Sznur aut pod prąd ekspresówką. Policja: będziemy identyfikować kierowców

Nie zjechali na objazd. Pod prąd ekspresówką
Nie zjechali na objazd. Pod prąd ekspresówką
Źródło: Krzysztof Nalewajko/Twitter
W środę, na drodze ekspresowej S12 w okolicach węzła Jastków doszło do wypadku i w związku z tym przejazd był zablokowany. Kilkunastu kierowców, pomimo wcześniejszych informacji, nie zjechało na objazd. Jechali ekspresówką pod prąd. - Kierowcom tym grożą mandaty do 500 złotych, 6 punktów karnych, a nawet zatrzymanie prawa jazdy - zapowiedziała lubelska policja.

"Ku przestrodze! Kierowcy nie zważając na bezpieczeństwo swoje i innych jadą pod prąd na S12 w okolicy węzła Jastków. Pomimo wcześniejszych informacji o wstrzymaniu ruchu spowodowanego wypadkiem nie zjechali na objazd. Wybrali bardziej nierozważne i niebezpieczne rozwiązanie" - napisał w środę na Twitterze rzecznik prasowy lubelskiego oddziału Generalnej Dyrekcji Dróg Krajowych i Autostrad, Krzysztof Nalewajko.

Dodał też, że "niedawno na tym węźle doszło do tragicznego w skutkach wypadku. Kierowca wjechał autem w pojazdy służby drogowej i policji zabezpieczające wcześniejsze zdarzenia". W tym wypadku zginęła jedna osoba.

Będą kary

Policja w Lublinie zapowiedziała w czwartek, że kierowcy spotkają się z konsekwencjami swojego postępowania.

- Wystąpimy o pełne nagranie z monitoringu, na którym widać kierowców jadących pod prąd. To nieodpowiedzialne zachowanie, które zagraża niebezpieczeństwem spowodowania wypadku, a nawet katastrofy. Będziemy identyfikowali kierowców na podstawie numerów rejestracyjnych samochodów, aby pociągnąć ich do odpowiedzialności – powiedział Kamil Karbowniczek z biura prasowego Komendy Wojewódzkiej policji w Lublinie.

- Kierowcom tym grożą mandaty do 500 złotych, 6 punktów karnych, a nawet zatrzymanie prawa jazdy – dodał policjant.

To nie pierwszy raz

Jazda pod prąd po tego typu drogach jest bardzo niebezpieczna i może doprowadzić do tragedii.

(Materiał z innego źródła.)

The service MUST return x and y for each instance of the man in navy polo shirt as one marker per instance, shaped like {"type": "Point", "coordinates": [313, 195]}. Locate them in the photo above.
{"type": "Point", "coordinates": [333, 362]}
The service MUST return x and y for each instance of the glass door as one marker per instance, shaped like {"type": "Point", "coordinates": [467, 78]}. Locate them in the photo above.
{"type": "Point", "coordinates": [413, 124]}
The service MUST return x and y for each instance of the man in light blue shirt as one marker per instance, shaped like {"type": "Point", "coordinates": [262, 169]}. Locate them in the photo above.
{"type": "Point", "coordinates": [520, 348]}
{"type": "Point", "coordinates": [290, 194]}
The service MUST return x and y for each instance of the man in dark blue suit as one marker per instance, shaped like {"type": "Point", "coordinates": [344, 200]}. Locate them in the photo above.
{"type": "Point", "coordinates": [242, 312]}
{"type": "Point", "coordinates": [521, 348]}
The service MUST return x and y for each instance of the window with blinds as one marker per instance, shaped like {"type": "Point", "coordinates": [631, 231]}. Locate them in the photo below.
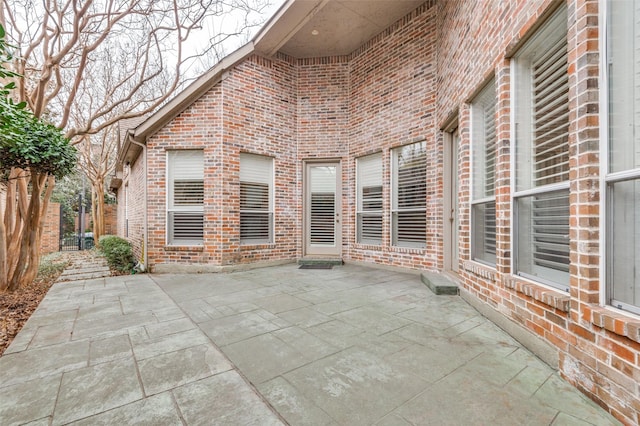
{"type": "Point", "coordinates": [322, 202]}
{"type": "Point", "coordinates": [622, 179]}
{"type": "Point", "coordinates": [185, 180]}
{"type": "Point", "coordinates": [541, 196]}
{"type": "Point", "coordinates": [369, 202]}
{"type": "Point", "coordinates": [409, 195]}
{"type": "Point", "coordinates": [483, 206]}
{"type": "Point", "coordinates": [256, 211]}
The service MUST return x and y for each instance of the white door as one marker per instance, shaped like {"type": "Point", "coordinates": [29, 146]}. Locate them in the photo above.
{"type": "Point", "coordinates": [322, 209]}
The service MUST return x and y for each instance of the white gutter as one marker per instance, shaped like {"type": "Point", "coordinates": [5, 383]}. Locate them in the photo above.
{"type": "Point", "coordinates": [145, 226]}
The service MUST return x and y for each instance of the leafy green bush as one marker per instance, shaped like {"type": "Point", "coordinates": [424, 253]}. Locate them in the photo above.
{"type": "Point", "coordinates": [118, 252]}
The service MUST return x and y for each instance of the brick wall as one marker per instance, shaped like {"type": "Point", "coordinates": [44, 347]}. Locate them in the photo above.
{"type": "Point", "coordinates": [406, 85]}
{"type": "Point", "coordinates": [51, 231]}
{"type": "Point", "coordinates": [392, 103]}
{"type": "Point", "coordinates": [130, 206]}
{"type": "Point", "coordinates": [598, 349]}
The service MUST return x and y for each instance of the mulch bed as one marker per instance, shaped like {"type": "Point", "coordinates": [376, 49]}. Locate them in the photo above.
{"type": "Point", "coordinates": [17, 307]}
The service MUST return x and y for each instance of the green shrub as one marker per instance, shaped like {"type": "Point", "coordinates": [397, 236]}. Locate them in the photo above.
{"type": "Point", "coordinates": [118, 252]}
{"type": "Point", "coordinates": [51, 266]}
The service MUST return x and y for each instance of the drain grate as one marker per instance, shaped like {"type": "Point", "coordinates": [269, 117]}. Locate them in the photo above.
{"type": "Point", "coordinates": [316, 266]}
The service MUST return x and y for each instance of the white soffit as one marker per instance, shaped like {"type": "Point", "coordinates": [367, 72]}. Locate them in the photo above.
{"type": "Point", "coordinates": [319, 28]}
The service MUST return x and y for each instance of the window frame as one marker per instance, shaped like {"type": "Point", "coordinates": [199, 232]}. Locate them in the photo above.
{"type": "Point", "coordinates": [394, 199]}
{"type": "Point", "coordinates": [171, 208]}
{"type": "Point", "coordinates": [609, 178]}
{"type": "Point", "coordinates": [361, 210]}
{"type": "Point", "coordinates": [486, 94]}
{"type": "Point", "coordinates": [258, 160]}
{"type": "Point", "coordinates": [555, 28]}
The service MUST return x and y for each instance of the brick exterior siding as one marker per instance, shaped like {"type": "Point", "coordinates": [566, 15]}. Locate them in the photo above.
{"type": "Point", "coordinates": [404, 86]}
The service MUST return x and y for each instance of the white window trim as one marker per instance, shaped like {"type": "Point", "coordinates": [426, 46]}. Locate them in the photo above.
{"type": "Point", "coordinates": [515, 195]}
{"type": "Point", "coordinates": [169, 209]}
{"type": "Point", "coordinates": [481, 200]}
{"type": "Point", "coordinates": [606, 176]}
{"type": "Point", "coordinates": [359, 209]}
{"type": "Point", "coordinates": [394, 194]}
{"type": "Point", "coordinates": [271, 210]}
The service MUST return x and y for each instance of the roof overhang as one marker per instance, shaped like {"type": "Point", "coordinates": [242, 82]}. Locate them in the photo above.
{"type": "Point", "coordinates": [322, 28]}
{"type": "Point", "coordinates": [301, 29]}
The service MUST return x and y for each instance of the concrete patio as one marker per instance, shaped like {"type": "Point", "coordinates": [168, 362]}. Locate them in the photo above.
{"type": "Point", "coordinates": [279, 345]}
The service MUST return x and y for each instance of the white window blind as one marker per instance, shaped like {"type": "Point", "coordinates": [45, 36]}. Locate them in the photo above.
{"type": "Point", "coordinates": [409, 195]}
{"type": "Point", "coordinates": [541, 199]}
{"type": "Point", "coordinates": [623, 178]}
{"type": "Point", "coordinates": [256, 211]}
{"type": "Point", "coordinates": [369, 203]}
{"type": "Point", "coordinates": [322, 214]}
{"type": "Point", "coordinates": [484, 141]}
{"type": "Point", "coordinates": [185, 173]}
{"type": "Point", "coordinates": [551, 115]}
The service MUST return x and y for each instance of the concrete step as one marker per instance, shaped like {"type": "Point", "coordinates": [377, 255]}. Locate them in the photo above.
{"type": "Point", "coordinates": [85, 270]}
{"type": "Point", "coordinates": [320, 260]}
{"type": "Point", "coordinates": [440, 284]}
{"type": "Point", "coordinates": [84, 276]}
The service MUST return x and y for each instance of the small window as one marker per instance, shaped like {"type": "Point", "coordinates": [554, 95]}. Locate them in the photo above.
{"type": "Point", "coordinates": [541, 197]}
{"type": "Point", "coordinates": [483, 204]}
{"type": "Point", "coordinates": [256, 205]}
{"type": "Point", "coordinates": [369, 208]}
{"type": "Point", "coordinates": [185, 172]}
{"type": "Point", "coordinates": [622, 181]}
{"type": "Point", "coordinates": [409, 196]}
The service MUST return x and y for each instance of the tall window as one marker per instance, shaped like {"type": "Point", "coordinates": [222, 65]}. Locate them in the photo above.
{"type": "Point", "coordinates": [409, 195]}
{"type": "Point", "coordinates": [541, 196]}
{"type": "Point", "coordinates": [185, 180]}
{"type": "Point", "coordinates": [256, 204]}
{"type": "Point", "coordinates": [369, 207]}
{"type": "Point", "coordinates": [623, 177]}
{"type": "Point", "coordinates": [483, 204]}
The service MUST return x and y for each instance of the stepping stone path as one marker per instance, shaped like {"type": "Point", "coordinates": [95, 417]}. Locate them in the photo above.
{"type": "Point", "coordinates": [86, 265]}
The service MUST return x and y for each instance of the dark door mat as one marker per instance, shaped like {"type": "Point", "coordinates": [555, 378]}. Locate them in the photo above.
{"type": "Point", "coordinates": [316, 266]}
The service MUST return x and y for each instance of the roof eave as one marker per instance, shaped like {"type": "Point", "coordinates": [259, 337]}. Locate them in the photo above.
{"type": "Point", "coordinates": [185, 98]}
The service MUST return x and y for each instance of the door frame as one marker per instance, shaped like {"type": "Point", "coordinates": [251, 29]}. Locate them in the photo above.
{"type": "Point", "coordinates": [307, 250]}
{"type": "Point", "coordinates": [451, 206]}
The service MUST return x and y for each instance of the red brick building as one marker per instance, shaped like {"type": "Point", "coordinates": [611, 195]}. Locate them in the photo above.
{"type": "Point", "coordinates": [483, 139]}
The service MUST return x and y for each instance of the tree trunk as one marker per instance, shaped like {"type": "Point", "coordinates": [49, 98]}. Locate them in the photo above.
{"type": "Point", "coordinates": [20, 252]}
{"type": "Point", "coordinates": [97, 209]}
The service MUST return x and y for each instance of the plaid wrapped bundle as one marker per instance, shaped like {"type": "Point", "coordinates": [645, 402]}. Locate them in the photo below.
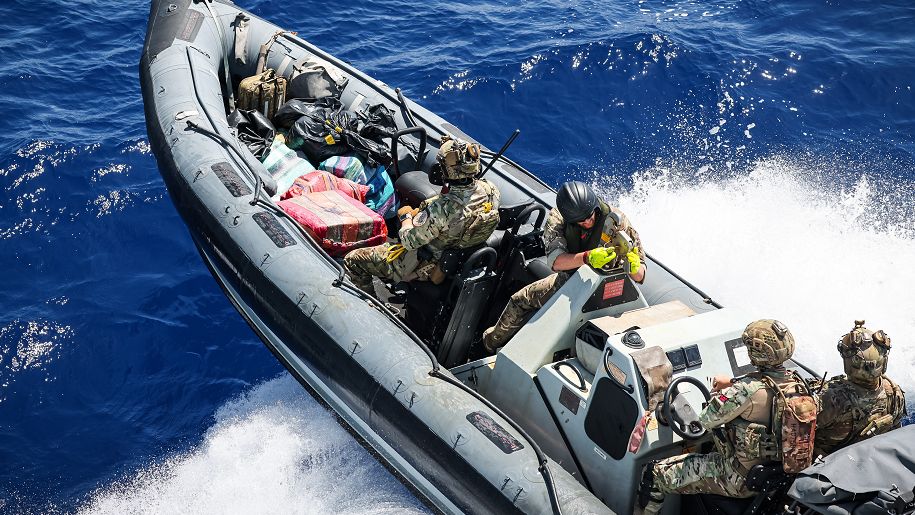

Takie sytuacje zdarzają się jednak nagminnie.

W ubiegłym tygodniu na drodze S3 niedaleko Zielonej Góry, na takie niebezpieczeństwo naraziła uczestników ruchu 85-letnia kobieta.

Z kolei 44-letni kierowca busa, na tej samej drodze S3, został od razu zatrzymany przez policję. Tłumaczył, że "nawigacja tak poprowadziła".